I recall that the sight of this overwhelmed me so much that at first I approached, hugged and comforted her apologising for my lack of patience. I remember speaking, telling her warmly that we would work it out together but then the next thing I knew I myself had burst into the deepest sobbing and crying imaginable. And that’s how I awoke from the dream. Sobbing and crying – really – by now fully awake but in a terribly distressed and tearful state. This sobbing continued for the next ten minutes as wiped clumsily at my eyes with my fingers and I asked myself what the heck was happening to me.
“Am I going crazy?” I asked myself as tears flooded my eyes and face, rolling down my cheeks and saturating the pillowcase. “What is wrong with me?” I enquired of the heavens and universe.

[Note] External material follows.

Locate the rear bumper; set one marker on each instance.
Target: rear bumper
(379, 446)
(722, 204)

Gathering my senses and composure was no easy feat but eventually I calmed down and my crying subsided. After-all, this just didn’t make sense. It was just a dream.
I could hear that outside, in the streets below at a nearby neighbour’s residence the sound of some type of Islamic event was taking place. I could make out the sound of a male’s voice elevated in volume by a PA system and then a period of his singing and chanting in an Asian language followed by what sounded like a large gathered crowd praying in a similar language and in a loud, rhythmic, united fashion. Although I’m not a Muslim and I had no idea what was being said, I guess I was somehow comforted by the feeling that there was some type of holy affair taking place nearby which meant that the presence of God would therefore thankfully not be too far away from me.
I carried this feeling with me as I pulled myself from beneath the quilt, climbed out of bed, left the room and went downstairs.